Heimkino einrichten Teil 4: Kabel, Sessel und Popcorn

Wenn Sie ein Heimkino einrichten, sollten Sie nicht an den Kabeln sparen. Wenn möglich, sollten alle Komponenten voll digital miteinander verbunden sein. Das heißt: Finger weg von SCART-Kabeln (veraltete Technologie) und dünnen analogen Kabeln. Stattdessen HDMI– und YUV-Anschlüsse nutzen. Auch der Ton sollte digital über HDMI oder SPDIF an die Anlage weitergegeben werden. Um Kinofeeling zu erzeugen, braucht man einen völlig abgedunkelten Raum – richtig? Nein, leider falsch, zumindest bei TV-Geräten. Denn bei völliger Dunkelheit können Fernseher nicht mehr ein richtiges Schwarz darstellen, sondern nur noch Grau. Wenn Sie aber eine Lichtquelle hinter dem Fernseher platzieren, schwächt sich der Kontrast ab, und Schwarz wird wieder Schwarz.

Bleiben nur noch zwei Dinge für den optimalen Filmgenuss. Wenn Sie Ihr Heimkino mit billigen Klappstühlen bestuhlen, macht das natürlich keinen Spaß. Gute Sofas (nicht zu weich) sind da sinnvoller. Und fürs Popcorn gibt’s erfreulicherweise Maschinen oder die Mikrowellen-Variante. Und nun: Vorhang auf, Film ab!
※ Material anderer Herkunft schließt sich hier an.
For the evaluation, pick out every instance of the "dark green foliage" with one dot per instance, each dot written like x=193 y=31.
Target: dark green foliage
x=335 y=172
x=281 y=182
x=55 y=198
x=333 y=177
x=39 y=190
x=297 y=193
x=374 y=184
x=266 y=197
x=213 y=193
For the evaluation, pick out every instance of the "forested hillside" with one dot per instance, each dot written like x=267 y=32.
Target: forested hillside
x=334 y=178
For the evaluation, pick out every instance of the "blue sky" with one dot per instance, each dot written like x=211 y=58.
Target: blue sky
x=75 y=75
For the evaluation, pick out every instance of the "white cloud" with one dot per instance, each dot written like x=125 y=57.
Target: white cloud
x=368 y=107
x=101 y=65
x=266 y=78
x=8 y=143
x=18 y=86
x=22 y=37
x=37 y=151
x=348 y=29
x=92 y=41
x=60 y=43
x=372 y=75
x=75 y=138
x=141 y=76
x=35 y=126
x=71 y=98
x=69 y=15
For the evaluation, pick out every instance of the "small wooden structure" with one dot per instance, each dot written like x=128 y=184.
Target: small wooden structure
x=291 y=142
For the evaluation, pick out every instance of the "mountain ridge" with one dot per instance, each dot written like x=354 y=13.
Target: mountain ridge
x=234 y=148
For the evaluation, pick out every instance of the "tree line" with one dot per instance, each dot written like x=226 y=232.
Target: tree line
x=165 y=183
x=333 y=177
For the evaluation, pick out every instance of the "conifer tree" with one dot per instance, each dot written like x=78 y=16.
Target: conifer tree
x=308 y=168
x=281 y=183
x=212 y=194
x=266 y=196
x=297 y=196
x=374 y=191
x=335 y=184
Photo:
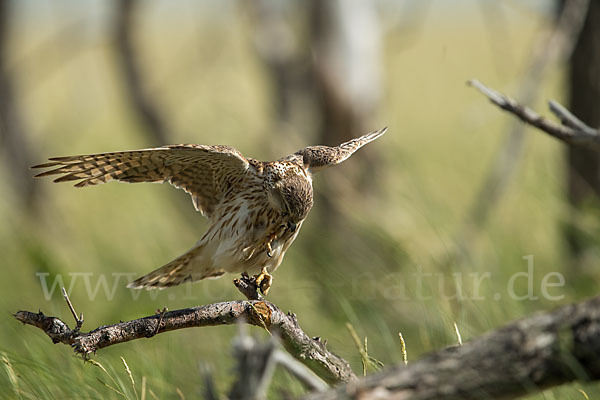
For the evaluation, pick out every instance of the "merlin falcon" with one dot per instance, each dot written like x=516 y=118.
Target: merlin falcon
x=255 y=208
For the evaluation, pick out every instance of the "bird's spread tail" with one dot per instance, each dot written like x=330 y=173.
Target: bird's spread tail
x=175 y=273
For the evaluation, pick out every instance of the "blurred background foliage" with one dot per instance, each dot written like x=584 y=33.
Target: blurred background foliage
x=270 y=78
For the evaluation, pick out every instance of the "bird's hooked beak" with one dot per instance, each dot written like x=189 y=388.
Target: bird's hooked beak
x=291 y=226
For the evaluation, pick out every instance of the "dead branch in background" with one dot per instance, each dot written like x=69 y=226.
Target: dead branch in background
x=13 y=133
x=550 y=49
x=149 y=114
x=532 y=354
x=573 y=131
x=312 y=352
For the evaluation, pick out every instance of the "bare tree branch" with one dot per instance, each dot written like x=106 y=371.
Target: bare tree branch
x=537 y=352
x=572 y=131
x=311 y=352
x=13 y=132
x=147 y=110
x=551 y=47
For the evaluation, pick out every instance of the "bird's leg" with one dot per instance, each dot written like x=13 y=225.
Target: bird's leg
x=264 y=280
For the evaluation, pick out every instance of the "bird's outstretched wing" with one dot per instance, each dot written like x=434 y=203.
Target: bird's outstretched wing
x=316 y=158
x=205 y=172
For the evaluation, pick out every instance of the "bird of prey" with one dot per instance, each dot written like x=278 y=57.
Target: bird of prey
x=255 y=208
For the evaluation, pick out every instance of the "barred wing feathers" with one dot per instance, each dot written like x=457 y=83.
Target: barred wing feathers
x=205 y=172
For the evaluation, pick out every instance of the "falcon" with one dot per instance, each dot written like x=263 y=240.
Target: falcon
x=255 y=208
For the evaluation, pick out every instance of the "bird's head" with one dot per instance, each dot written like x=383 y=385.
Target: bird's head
x=290 y=192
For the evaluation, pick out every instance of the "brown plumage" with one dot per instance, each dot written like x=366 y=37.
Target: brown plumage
x=255 y=208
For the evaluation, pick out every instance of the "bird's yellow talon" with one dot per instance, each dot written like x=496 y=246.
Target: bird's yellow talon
x=264 y=280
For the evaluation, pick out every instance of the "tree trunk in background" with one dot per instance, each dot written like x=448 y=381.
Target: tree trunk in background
x=583 y=175
x=149 y=114
x=346 y=47
x=13 y=140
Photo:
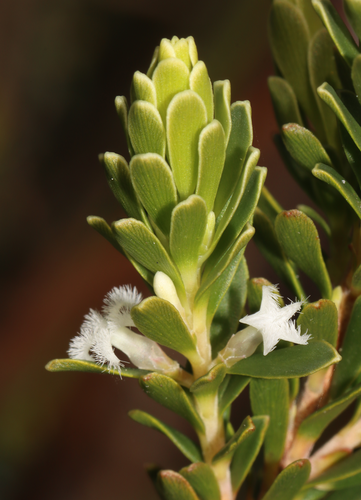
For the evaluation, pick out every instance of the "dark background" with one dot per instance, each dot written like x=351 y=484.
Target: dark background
x=67 y=436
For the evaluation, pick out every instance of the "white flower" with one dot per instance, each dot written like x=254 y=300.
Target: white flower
x=274 y=322
x=101 y=332
x=270 y=324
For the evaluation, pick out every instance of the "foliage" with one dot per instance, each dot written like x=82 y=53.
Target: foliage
x=195 y=197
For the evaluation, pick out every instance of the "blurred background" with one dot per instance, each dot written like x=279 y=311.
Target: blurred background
x=62 y=64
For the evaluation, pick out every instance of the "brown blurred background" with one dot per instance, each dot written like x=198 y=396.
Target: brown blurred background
x=68 y=436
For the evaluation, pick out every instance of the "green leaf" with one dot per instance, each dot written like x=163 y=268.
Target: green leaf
x=186 y=117
x=350 y=366
x=246 y=454
x=212 y=153
x=322 y=67
x=160 y=321
x=77 y=365
x=186 y=236
x=189 y=449
x=246 y=428
x=289 y=37
x=174 y=487
x=202 y=479
x=313 y=21
x=146 y=249
x=170 y=394
x=333 y=178
x=313 y=426
x=348 y=494
x=320 y=320
x=312 y=495
x=284 y=101
x=155 y=187
x=118 y=177
x=328 y=94
x=153 y=63
x=199 y=82
x=226 y=301
x=235 y=386
x=300 y=241
x=356 y=76
x=345 y=474
x=254 y=293
x=316 y=217
x=181 y=49
x=356 y=278
x=271 y=397
x=337 y=29
x=146 y=129
x=143 y=88
x=303 y=146
x=104 y=229
x=239 y=141
x=231 y=207
x=290 y=362
x=209 y=383
x=222 y=105
x=269 y=205
x=121 y=105
x=352 y=152
x=240 y=216
x=289 y=482
x=166 y=50
x=302 y=176
x=225 y=261
x=353 y=13
x=267 y=242
x=170 y=77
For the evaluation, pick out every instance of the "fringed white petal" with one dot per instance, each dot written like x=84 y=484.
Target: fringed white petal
x=103 y=350
x=118 y=304
x=81 y=345
x=274 y=322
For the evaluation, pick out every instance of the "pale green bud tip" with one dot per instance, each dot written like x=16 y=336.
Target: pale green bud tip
x=184 y=49
x=164 y=288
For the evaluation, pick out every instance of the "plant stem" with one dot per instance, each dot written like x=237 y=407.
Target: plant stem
x=213 y=440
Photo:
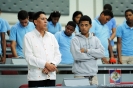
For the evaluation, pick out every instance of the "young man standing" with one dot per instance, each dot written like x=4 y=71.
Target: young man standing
x=125 y=39
x=64 y=38
x=101 y=30
x=17 y=33
x=86 y=49
x=42 y=54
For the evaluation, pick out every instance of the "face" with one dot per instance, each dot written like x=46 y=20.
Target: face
x=69 y=30
x=41 y=22
x=77 y=18
x=84 y=27
x=55 y=20
x=24 y=23
x=129 y=16
x=104 y=19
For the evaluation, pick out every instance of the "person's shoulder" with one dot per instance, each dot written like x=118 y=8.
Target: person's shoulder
x=58 y=33
x=49 y=34
x=30 y=33
x=31 y=24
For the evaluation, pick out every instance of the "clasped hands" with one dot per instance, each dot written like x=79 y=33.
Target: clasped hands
x=49 y=67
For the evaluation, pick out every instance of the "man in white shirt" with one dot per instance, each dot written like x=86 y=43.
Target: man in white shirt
x=42 y=54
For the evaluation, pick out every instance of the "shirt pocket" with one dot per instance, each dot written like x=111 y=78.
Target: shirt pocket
x=36 y=50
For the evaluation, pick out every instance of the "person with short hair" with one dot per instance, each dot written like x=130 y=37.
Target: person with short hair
x=6 y=25
x=3 y=41
x=17 y=33
x=112 y=30
x=125 y=39
x=86 y=49
x=53 y=22
x=64 y=38
x=101 y=30
x=76 y=17
x=42 y=53
x=31 y=14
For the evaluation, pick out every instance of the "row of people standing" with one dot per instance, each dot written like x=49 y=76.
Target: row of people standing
x=104 y=27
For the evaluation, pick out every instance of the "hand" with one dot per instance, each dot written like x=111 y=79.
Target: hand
x=112 y=60
x=83 y=50
x=3 y=60
x=50 y=67
x=105 y=60
x=45 y=71
x=119 y=61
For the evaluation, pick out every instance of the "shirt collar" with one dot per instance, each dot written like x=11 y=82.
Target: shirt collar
x=62 y=32
x=98 y=21
x=23 y=26
x=38 y=33
x=125 y=23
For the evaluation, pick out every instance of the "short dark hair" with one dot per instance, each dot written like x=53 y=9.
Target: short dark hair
x=71 y=23
x=76 y=13
x=107 y=7
x=128 y=10
x=22 y=15
x=37 y=15
x=54 y=14
x=31 y=14
x=85 y=18
x=107 y=13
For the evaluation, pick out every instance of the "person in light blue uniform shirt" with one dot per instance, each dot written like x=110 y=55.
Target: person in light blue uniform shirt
x=53 y=24
x=64 y=38
x=125 y=39
x=6 y=24
x=101 y=30
x=76 y=17
x=3 y=41
x=111 y=24
x=17 y=33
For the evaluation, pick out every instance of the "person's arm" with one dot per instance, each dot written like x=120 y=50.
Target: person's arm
x=3 y=45
x=119 y=50
x=98 y=52
x=110 y=49
x=60 y=27
x=8 y=32
x=13 y=49
x=31 y=59
x=113 y=29
x=113 y=34
x=57 y=55
x=76 y=51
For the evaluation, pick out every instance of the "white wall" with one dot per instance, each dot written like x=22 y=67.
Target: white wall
x=88 y=7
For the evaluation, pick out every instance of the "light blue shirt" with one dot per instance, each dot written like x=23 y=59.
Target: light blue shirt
x=77 y=29
x=64 y=46
x=111 y=24
x=17 y=34
x=53 y=28
x=126 y=35
x=2 y=29
x=6 y=24
x=102 y=32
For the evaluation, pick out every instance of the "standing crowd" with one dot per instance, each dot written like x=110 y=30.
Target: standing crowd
x=84 y=43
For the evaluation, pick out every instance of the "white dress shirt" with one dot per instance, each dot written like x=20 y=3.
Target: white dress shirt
x=38 y=50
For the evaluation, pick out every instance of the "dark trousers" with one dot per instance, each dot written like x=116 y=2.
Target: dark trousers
x=41 y=83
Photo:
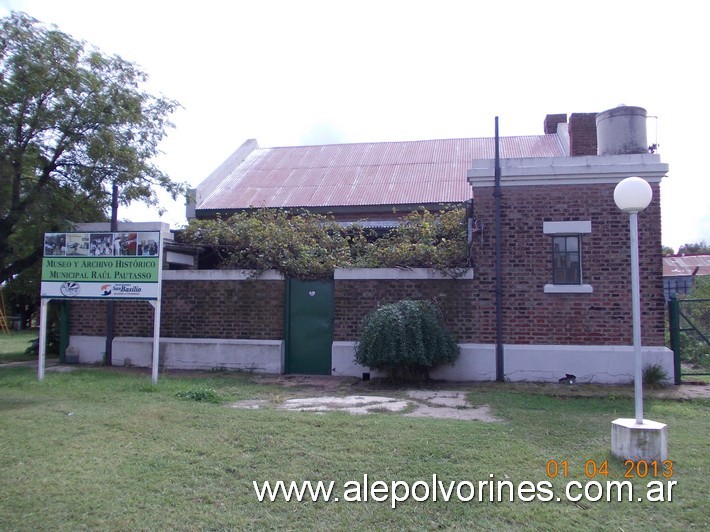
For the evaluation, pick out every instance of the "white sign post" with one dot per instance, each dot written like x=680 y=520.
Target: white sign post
x=103 y=266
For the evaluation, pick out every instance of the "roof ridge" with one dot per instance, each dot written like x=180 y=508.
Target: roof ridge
x=401 y=141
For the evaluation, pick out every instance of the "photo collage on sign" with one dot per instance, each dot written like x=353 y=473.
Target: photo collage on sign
x=122 y=244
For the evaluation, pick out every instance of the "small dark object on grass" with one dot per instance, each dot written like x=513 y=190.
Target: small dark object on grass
x=568 y=378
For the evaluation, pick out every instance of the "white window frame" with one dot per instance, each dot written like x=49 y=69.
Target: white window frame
x=572 y=228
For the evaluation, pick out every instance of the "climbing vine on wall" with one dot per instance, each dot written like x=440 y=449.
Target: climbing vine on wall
x=311 y=246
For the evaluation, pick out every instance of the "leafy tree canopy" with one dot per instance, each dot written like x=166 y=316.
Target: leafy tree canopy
x=697 y=248
x=72 y=122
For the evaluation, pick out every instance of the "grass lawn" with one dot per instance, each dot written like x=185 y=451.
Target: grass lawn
x=13 y=345
x=103 y=448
Checkliste zum Heimkino einrichten

  1. Das Bild: Beamer oder Fernseher?
  2. Der Ort: Wohnzimmer oder Extraraum?
  3. Das Publikum: Sofa, Sessel oder Stühle?
  4. Die Anlage: 5.1- oder 7.1-Surround-Sound?
  5. Der Klang: THX, DTS oder ProLogic? Die AV-Verbindung: HDMI, YUV oder SPDIF? Das Vergnügen: Bier, Cola & Popcorn parat?